The dataset's curation process is largely automated and leverages resources from the Debian project: the Debian Security Tracker, the archive of Debian snapshots, and the standard Debian package building system. The process involves three main phases:
- Vulnerability Data Collection: CVE-IDs, associated CWEs, and version information about affected and fixed packages are gathered from the Debian Security Tracker and NVD. Links to corresponding source code archives are found using Debian Snapshots.
- Package Build Process: The automated system uses standard Debian tools (
build-dep
for dependencies, dpkg-buildpackage
for compilation) and the quilt
tool to apply or remove specific patches related to the vulnerability. This allows for building both vulnerable and patched versions. Each variant is built at four optimization levels (-O0
, -O1
, -O2
, -O3
) and includes debug symbols (-g
).
- Metadata Extraction: After building, the system extracts
.deb
files and locates the relevant binaries (ELF files) modified by the patch. Debug information (DWARF) embedded in the binaries is used to map source code locations (files, functions, lines affected by the patch, identified by parsing the patch file and using the clang frontend) to precise memory offsets in the binary.

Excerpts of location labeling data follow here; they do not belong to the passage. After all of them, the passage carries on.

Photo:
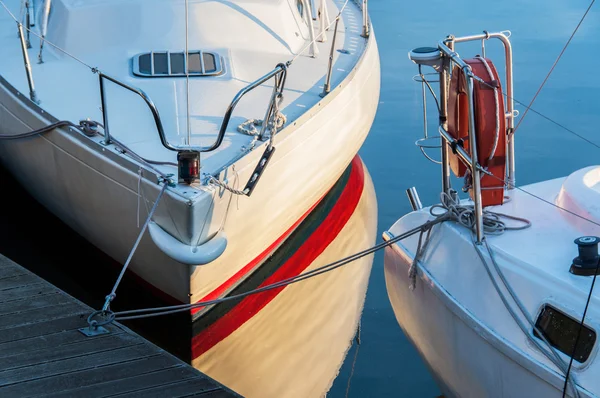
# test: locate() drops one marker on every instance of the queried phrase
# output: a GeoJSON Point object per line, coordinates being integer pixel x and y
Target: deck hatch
{"type": "Point", "coordinates": [172, 64]}
{"type": "Point", "coordinates": [561, 332]}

The resulting BinPool dataset includes data for 603 distinct CVEs across 89 CWE classes, derived from 162 Debian packages. It contains a total of 6144 binaries. The dataset's structure includes metadata files (pkl/JSON), the vulnerable and patched binaries themselves, and a central CSV file detailing CVEs, CWEs, versions, and links to source code. The detailed metadata provides information about the specific source functions (910 unique) and binary functions (7280 unique) involved in the vulnerabilities, including their exact locations.
The paper suggests several potential applications for BinPool:
- Vulnerability Discovery: It serves as a benchmark for evaluating both machine learning-based tools (like the authors' previous work, BinHunter [2]) and traditional program analysis systems (like angr [shoshitaishvili2016sok]). The dataset's diversity in real-world vulnerabilities and program semantics makes it a challenging testbed.
- Benchmarking Intermediate Analyses: The detailed metadata can be used to evaluate components of larger analysis pipelines, such as precise data flow analysis in binaries.
- Binary Function Similarity and Code Search: The presence of matched vulnerable and patched binaries compiled at different optimization levels makes the dataset suitable for benchmarking algorithms designed to detect similarity or search for specific code across variations.
While BinPool offers significant advantages in terms of real-world data and detailed metadata, the authors acknowledge limitations. The number of CVEs per CWE category is still limited, making it more suitable as an evaluation test set rather than for training robust machine learning classifiers in isolation. The dataset also currently lacks information beyond code modifications, such as failing test cases, error traces from symbolic execution, or comprehensive inter-procedural data flow details, which could provide deeper insights into vulnerability triggers and propagation. Future work aims to address these limitations by continuously expanding the dataset and enriching the metadata.
Overall, BinPool is presented as a valuable resource for the binary security research community, providing a standardized, real-world dataset with detailed annotations to drive the development and evaluation of advanced vulnerability detection and binary analysis tools. The dataset and automation scripts are publicly available on GitHub.